SpaceX’s IPO: Enriching the Few, Harming the Many

Investors and Elon Musk insiders have captured the massive gains of SpaceX’s record-breaking IPO, while ordinary households are left holding risk they never chose to take on — and facing the downstream consequences of extreme inequality.

Elon Musk, founder and CEO of SpaceX, speaks via video before the ringing of opening bell at the Nasdaq Marketsite at the launch of the company’s initial public offering (IPO) on June 12, 2026, in New York City.

SpaceX’s IPO is evidence that modern finance has become extraordinarily effective at concentrating massive rewards upward, transferring risk downward, and exacerbating inequality under the guise of “progress.” (Spencer Platt / Getty Images)

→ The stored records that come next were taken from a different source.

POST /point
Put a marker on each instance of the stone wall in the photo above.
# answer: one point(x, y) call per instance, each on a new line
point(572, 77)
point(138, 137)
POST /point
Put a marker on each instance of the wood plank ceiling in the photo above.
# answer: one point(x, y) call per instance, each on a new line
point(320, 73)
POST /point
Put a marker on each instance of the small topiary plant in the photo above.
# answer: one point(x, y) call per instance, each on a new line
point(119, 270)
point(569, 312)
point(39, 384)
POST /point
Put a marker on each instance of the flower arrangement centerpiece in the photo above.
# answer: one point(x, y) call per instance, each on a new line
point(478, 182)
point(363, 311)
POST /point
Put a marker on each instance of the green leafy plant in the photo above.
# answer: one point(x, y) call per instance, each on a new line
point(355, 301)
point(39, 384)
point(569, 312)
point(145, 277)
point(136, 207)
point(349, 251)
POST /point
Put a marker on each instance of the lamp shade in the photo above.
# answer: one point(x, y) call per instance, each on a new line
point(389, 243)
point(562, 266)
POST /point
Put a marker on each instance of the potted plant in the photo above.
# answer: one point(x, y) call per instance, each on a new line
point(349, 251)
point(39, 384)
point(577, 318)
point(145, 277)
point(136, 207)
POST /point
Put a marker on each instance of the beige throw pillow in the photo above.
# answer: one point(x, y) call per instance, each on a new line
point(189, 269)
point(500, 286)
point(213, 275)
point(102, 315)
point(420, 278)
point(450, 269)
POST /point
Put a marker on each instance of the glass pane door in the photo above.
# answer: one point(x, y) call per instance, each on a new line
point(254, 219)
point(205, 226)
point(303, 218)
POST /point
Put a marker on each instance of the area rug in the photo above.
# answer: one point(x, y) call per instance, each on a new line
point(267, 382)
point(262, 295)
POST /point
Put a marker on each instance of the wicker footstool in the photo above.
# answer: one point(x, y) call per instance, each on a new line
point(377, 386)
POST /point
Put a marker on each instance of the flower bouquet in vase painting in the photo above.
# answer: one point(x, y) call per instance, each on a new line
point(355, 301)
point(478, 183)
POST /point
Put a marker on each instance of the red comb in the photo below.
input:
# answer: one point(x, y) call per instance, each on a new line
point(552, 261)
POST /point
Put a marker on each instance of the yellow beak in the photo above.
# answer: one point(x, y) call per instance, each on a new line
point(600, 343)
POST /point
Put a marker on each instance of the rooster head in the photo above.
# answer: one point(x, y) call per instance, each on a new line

On June 12, Elon Musk’s company SpaceX went public. The company was the largest initial public offering (IPO) in history, hitting a public market valuation of $2.1 trillion and becoming the sixth-most valuable US firm overnight, later rising even higher to fourth. As of now, SpaceX has raised nearly $86 billion, or triple the size of the previous IPO record of commerce company Alibaba’s in 2014. Musk became the world’s first trillionaire, more than four thousand current and former SpaceX employees became millionaires, and over twenty institutional investors held stakes worth more than $1 billion.

This is despite the company accumulating a $4.9 billion net loss last year and more than $41 billion in losses since its founding. Roughly $75 billion of the firm’s balance sheet represents a Trojan horse of debt inherited from xAI and X, other companies owned by Musk that he transferred onto SpaceX’s books just a few months before the IPO. For every dollar of revenue the AI segment earned in 2025, it lost two dollars. To use finance industry metrics, SpaceX shares currently have a price-to-earning ratio of -61.09 (compared to an industry average of 11.51).

The scale of the SpaceX IPO is not the result of the free market’s boundless possibilities or remarkable feats in innovation but a complex, sophisticated initiative in financial engineering and upward wealth redistribution. The deal was structured, at every level, to let financial insiders and longtime Musk supporters capture the gains and exit well before the valuation has a chance to come back down to Earth, while ordinary households are left holding risk they never chose to take on and facing the consequences of deepening inequality.